You might try NDepend. The great Scott Hanselman discusses it more here. Tons of visual dependency formats too. It sounds like its only for .NET though.
I find doxygen is useful for generating all kinds of dependency information when faced with a new project. It apparently handles "C++, C, Java, Objective-C, Python, IDL (Corba and Microsoft flavors), Fortran, VHDL, PHP, C#, and to some extent D". It uses Graphviz to generate graphical dependency charts. You can include full source code, with hyperlinks from everything that was recognised. If you are lucky there will be some documentation that doxygen understands in there already. You can then navigate around the code quickly, learning what all the relationships are.
The tool NDepend proposes both an interactive Dependency Graph and an interactive Dependency Matrix.
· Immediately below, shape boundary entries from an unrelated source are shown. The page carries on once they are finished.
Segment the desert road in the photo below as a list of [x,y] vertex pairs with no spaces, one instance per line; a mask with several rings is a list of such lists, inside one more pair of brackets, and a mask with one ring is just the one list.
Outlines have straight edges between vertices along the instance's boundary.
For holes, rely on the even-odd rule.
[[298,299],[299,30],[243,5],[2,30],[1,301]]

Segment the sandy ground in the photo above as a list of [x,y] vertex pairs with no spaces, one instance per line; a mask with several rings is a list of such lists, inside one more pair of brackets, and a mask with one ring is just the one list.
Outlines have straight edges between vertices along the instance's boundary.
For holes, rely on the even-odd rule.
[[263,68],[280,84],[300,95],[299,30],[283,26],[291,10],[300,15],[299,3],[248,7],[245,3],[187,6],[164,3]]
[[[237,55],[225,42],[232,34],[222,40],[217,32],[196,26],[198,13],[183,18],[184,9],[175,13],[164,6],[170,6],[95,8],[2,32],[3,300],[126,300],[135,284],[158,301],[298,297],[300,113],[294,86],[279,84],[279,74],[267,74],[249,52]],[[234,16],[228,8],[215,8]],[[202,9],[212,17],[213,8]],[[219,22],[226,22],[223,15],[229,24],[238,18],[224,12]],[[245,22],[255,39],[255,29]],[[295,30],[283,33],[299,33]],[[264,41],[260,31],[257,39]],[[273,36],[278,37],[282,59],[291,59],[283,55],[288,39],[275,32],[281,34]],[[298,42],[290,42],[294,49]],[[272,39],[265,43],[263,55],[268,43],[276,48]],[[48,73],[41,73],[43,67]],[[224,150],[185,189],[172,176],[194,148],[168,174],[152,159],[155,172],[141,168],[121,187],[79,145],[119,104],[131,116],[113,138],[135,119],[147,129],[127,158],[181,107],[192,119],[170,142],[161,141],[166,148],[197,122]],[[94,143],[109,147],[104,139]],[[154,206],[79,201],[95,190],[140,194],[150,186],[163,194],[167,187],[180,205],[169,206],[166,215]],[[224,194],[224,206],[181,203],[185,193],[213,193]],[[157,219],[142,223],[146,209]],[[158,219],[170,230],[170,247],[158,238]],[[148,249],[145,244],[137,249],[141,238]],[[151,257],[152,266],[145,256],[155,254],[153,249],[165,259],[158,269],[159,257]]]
Also, the tool is integrated in VisualStudio 2012, 2010 and 2008. Disclaimer: I am one of the developers of the tool
Whether you need to exhibit Call Graph, Coupling Graph, Inheritance Graph, Dependency Graph, very large Graph, pinpoints Dependency Cycles and more, NDepend will generate some visual diagrams. Here are some screenshots:
A decent first-cut might be to write a simple PERL script to parse out dependencies and then pipe that data to Graphviz for visualization.
I'm not sure if you are asking only about .NET or other frameworks, my experience is mostly with Java but I'm sure similar tools exist for .NET.
On the level of classes you can get an auto-generated visualization using UML tools that can typically reverse engineer source code into a diagram. Netbeans is free and has Java source to UML reverse engineering features.
Class diagrams however are very low level, they tell you little (directly) about the larger architectural themes. At that point tools like Structure101 can be valuable in discovering architectural properties that you didn't realize were there. They have a trial version and can also deal with C and C++.